My experience with eating disorders isn’t something I talk about much, especially not online. I think that maybe that’s because of the sense of vulnerability that comes with speaking of such a personal, painful thing, along with the mindset of “it’s nobody’s business but my own” that I’ve always had. And aside from that, I think a part of me is unaccepting and in denial still, despite the fact that I was discharged from treatment about three years ago.
If I could set a Facebook relationship status with food, let’s just say it’d be “it’s complicated”. One of the things therapists ask is where your disorder or issues stem from; what makes you sick?
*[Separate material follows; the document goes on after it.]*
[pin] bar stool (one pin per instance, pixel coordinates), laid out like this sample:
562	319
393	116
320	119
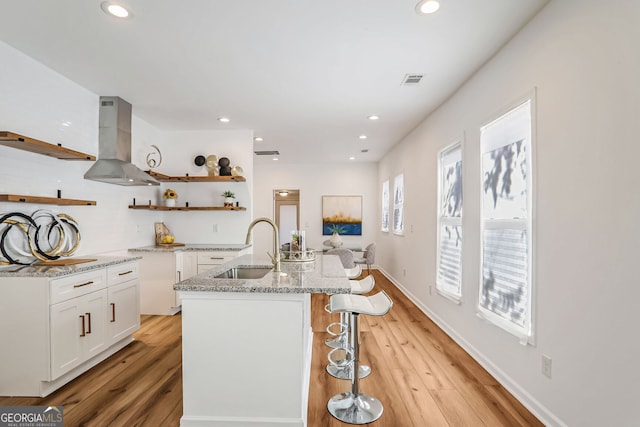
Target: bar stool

But that’s the thing – it’s been so ingrained in me I can’t really remember a time I didn’t have unhealthy thoughts and behaviors surrounding food. Maybe it was triggered by the relentless bullying I went through all the way from second grade to seventh. Maybe it was triggered by my already existing social anxiety and OCD., or maybe it was the depression that kicked my disordered eating habits into gear. Either way, it happened, and at age thirteen I was diagnosed with anorexia nervosa in the office of my first therapist – even though I’d been experiencing symptoms long before then.
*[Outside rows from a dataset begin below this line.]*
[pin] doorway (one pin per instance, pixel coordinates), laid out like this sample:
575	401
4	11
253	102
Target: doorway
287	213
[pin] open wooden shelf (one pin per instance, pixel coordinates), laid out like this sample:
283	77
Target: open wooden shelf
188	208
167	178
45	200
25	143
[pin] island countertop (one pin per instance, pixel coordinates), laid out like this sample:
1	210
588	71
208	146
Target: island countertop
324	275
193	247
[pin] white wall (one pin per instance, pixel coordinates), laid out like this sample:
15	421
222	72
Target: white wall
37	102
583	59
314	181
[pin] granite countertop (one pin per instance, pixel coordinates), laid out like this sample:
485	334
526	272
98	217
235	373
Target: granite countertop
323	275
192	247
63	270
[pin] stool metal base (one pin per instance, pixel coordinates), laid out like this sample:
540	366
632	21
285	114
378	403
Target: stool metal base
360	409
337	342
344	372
Mayo Clinic states that “The physical signs and symptoms of anorexia nervosa are related to starvation, but the disorder also includes emotional and behavior issues related to an unrealistic perception of body weight and an extremely strong fear of gaining weight or becoming fat.” Physical symptoms aside, symptoms of anorexia nervosa include (but are are not limited to)*:
- Severely restricting food intake through dieting or fasting and may include excessive exercise
- Bingeing and self-induced vomiting to get rid of the food and may include use of laxatives, enemas, diet aids or herbal products
- Preoccupation with food
- Refusal to eat
- Denial of hunger
- Fear of gaining weight
- Lying about how much food has been eaten
- Flat mood (lack of emotion)
- Social withdrawal
- Reduced interest in sex
- Depressed mood
- Thoughts of suicide
*list taken from mayoclinic.org
Though there is no exact, direct cause of anorexia nervosa and other eating disorders (binge eating disorder (BED), bulimia, EDNOS (eating disorder not otherwise specified), etc.), it is most likely a combination of biological, psychological, and environmental factors.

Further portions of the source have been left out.